Governor Paterson May Use State Police To Force Senators Into Action


paterson-fat-taxNY Governor David Paterson says enough is enough. Fed up with the fighting in Albany, the governor is ordering Senators back into the state house – and he plans to keep them there until the squabbling stops. “Over the last couple of weeks, the senators’ conduct has been laughable – but what’s going on around here is no joke, and I don’t find it funny!” Paterson said. Saying he’s not amused yesterday, a stern Gov. Paterson ordered a special state Senate session for tomorrow. “To the senators, I tell you: you have inconvenienced the lives of all New Yorkers for a couple of weeks, and now you will come back to work and do the people’s business,” he said.

The governor warned Senators, who have refused to pass bills since the coup in Albany, that they’d better show up or else.

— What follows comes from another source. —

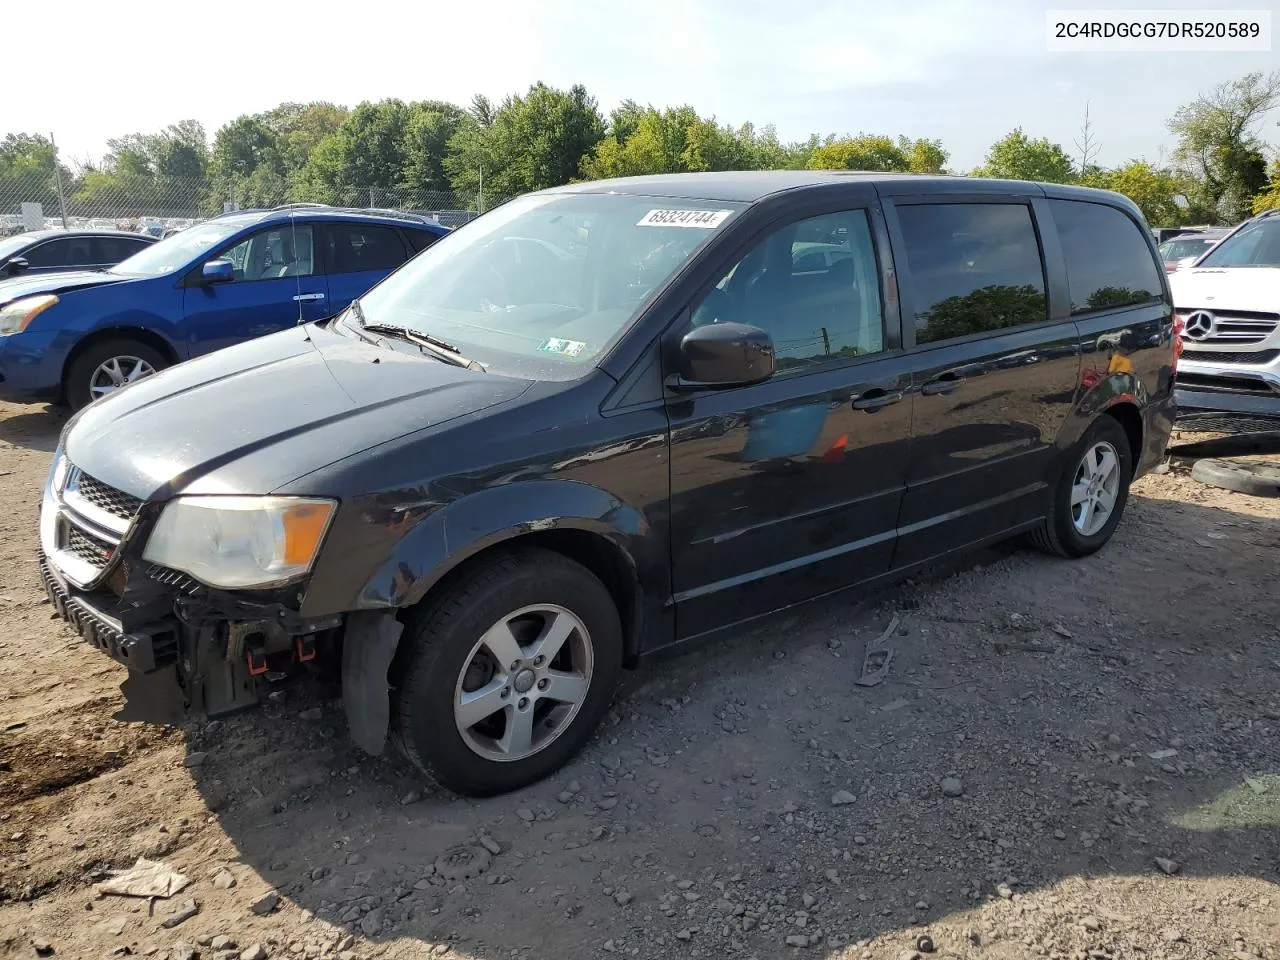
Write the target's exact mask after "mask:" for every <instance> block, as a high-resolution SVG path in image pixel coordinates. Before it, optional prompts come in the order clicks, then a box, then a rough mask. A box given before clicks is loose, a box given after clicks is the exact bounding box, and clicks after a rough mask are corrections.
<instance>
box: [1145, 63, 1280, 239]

“If the Senators do not cooperate with this order, I will convene a special session everyday until they do,” Paterson said. “That includes Saturdays and Sundays, that includes Fourth of July. There will be no excuses, and there will be no tolerance to non-compliance to this order.”

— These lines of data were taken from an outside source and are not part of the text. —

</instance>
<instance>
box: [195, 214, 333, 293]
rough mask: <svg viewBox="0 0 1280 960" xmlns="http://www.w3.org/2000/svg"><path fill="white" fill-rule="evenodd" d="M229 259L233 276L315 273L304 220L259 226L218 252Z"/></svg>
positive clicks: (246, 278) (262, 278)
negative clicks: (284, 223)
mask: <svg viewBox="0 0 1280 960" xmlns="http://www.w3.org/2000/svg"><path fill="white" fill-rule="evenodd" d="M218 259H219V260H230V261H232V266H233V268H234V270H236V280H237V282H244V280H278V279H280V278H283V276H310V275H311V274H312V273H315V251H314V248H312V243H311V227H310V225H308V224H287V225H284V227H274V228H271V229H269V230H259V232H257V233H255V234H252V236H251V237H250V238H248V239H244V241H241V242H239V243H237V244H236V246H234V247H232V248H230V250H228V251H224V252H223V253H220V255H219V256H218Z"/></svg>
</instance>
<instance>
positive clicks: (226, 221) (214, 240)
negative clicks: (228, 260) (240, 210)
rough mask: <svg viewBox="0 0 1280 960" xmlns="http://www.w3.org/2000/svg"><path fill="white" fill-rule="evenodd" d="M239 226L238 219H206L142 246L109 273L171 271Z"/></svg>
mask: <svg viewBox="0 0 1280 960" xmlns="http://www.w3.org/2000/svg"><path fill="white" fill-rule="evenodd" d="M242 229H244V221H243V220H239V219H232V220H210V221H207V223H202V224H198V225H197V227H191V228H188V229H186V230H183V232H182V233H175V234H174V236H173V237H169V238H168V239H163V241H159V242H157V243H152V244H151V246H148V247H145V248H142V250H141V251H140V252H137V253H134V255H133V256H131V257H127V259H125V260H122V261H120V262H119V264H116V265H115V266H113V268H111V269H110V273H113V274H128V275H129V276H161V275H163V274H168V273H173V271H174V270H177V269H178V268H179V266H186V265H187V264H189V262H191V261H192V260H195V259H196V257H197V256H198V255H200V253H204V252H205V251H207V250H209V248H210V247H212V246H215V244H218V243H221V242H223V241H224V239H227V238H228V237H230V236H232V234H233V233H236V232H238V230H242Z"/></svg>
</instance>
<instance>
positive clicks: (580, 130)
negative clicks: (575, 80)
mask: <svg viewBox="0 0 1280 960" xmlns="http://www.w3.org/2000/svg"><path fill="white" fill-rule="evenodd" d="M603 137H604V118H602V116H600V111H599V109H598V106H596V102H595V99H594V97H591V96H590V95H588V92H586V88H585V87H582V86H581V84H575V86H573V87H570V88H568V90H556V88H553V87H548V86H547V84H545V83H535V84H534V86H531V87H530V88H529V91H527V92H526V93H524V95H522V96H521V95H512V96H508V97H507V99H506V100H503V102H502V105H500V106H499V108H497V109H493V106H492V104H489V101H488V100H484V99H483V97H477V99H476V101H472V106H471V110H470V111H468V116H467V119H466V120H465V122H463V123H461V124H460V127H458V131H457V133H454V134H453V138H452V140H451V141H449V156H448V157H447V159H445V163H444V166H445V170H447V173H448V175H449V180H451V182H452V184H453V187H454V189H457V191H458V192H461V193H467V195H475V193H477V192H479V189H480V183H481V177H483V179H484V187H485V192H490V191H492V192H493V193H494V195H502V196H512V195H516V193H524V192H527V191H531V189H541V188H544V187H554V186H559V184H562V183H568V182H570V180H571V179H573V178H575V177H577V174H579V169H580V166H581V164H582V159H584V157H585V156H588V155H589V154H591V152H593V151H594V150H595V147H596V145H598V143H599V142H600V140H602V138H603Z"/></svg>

While the governor can’t force senators to vote on or debate bills, the state constitution grants him the power to call a special legislative session – and experts say he can even keep the senators in the state house with the help of state police.

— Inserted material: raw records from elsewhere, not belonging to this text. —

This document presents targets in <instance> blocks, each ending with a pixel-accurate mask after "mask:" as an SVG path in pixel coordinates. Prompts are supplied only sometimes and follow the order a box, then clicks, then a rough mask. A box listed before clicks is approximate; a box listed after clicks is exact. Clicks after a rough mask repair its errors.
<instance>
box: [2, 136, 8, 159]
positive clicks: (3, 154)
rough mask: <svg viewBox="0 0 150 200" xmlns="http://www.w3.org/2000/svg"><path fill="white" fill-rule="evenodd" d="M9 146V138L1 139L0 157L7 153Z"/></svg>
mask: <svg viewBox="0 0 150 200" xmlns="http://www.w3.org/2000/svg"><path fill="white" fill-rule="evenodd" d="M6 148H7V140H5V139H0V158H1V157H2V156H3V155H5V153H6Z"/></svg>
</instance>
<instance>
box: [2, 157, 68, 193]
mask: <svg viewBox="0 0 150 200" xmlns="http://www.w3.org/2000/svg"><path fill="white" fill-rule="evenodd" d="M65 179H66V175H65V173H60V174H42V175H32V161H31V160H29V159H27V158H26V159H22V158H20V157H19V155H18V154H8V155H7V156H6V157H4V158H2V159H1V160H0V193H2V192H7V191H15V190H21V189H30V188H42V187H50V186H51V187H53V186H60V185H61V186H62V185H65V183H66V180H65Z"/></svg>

“I think, at the extreme, he does have the power to call them in, and use the power of the police to bring them in, to get them all in the same room,” state constitution expert Richard Briffault says.

But the governor can’t do much more beyond that.

“The governor has the power to propose, to give them an agenda, and to make them look at it,” Briffault says. “But he has no power to make them take any action.”

Work in the senate has ground to a halt since the June 8 leadership dispute began.